The Orlando Sentinel is reporting that as late as last week, Merrill Lynch was still flying employees down to the Ritz-Carlton in Orlando, Florida for a “training event.”
Now, look, we realise that training is important, and the events are so boring you probably have to throw them in nice places. Otherwise everyone would try to figure out how to be too busy to attend. But this is another reason the government shouldn’t be propping up insolvent financial institutions—every single expense is essentially on the taxpayers.
Here’s the deal, lads and lasses. If you run a bank, you have to figure out a way to survive on without government aid or accept deep changes to the way you do business. And if you can’t take the deep changes and can’t survive without government support, well, prepare to be liquidated. You are broken.
What’s funny is the Merrill has apparently been ratted out by the very people they’re spending money with.
Merrill and other financial-services companies have been frequent guests at Orlando-area resorts in recent years, business officials said. But while some curtailed their travel as the financial meltdown deepened last year, Merrill kept flying in employees from across the country.
“Some have completely canceled these kinds of programs, but Merrill is not one of them,” said Rita Lambert, sales manager for Norman’s at the Ritz-Carlton Orlando, Grande Lakes. She said Merrill employees stayed at the hotel throughout the fall into this year and often ate at the high-end restaurant.
Somehow we think that not many Merrill people will be showing up at Norman’s in the near future. Hopefully, Miss Lambert has her resume ready.
Merrill will claim that it needs to do these things, but employees who worked before the boom of this century remember more frugal times.
Some former Merrill employees said they were stunned by the trips. In the past, Merrill would recognise top-selling executives at no-frills quarterly meetings, said Monica Schmieler, a retired broker and sales-support staffer who lives in Orlando.
“I used to go to those functions in the 1990s,” she said. “And believe me . . . I almost had to pack my own sandwich for it back then.”
Merrill Lynch’s mouthpiece Jessica Oppenheim says we shouldn’t pay any attention to these junkets because clients pay for them. Well, fine. But one banking analyst points out that clients don’t just pony up the dollars for these things without expecting some value back.
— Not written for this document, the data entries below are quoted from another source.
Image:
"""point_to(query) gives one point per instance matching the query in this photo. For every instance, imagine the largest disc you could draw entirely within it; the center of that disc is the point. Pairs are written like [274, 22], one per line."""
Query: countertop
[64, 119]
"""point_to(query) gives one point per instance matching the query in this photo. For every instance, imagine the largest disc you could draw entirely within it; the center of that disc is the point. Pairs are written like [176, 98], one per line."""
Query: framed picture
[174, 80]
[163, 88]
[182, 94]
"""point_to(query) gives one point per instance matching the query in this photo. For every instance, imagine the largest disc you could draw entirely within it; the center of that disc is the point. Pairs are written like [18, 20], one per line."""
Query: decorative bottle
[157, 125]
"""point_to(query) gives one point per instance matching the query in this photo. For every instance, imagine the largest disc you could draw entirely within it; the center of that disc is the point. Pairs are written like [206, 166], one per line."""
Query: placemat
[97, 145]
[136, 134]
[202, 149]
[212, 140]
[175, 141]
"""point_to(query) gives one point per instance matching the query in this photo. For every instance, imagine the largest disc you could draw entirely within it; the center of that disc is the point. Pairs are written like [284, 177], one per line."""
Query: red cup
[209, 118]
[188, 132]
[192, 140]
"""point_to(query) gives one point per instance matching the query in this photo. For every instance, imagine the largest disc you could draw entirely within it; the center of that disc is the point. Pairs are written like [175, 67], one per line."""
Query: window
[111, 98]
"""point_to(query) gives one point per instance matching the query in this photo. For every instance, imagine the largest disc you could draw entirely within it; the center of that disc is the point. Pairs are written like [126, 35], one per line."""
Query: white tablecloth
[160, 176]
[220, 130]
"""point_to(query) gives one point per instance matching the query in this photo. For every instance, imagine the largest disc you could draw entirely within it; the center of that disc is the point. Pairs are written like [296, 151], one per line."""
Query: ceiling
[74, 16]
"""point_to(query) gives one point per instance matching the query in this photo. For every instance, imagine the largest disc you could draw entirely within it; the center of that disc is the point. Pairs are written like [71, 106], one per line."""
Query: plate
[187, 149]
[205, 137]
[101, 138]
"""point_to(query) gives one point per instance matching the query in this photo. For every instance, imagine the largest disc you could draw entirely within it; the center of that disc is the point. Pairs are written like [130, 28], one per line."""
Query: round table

“Really, that doesn’t look good, either,” said Avivah Litan, a banking analyst for Gartner Inc., a research firm based in Stamford, Conn. “No matter who’s paying for it, I’m sure the money is flowing both ways.
“If Merrill’s advisers are selling products for these companies, they’ve got to be sharing fees, and those costs get passed along to investors,” Litan said. “I just think it’s still bad judgment to have a training event at an expensive place like the Ritz-Carlton.”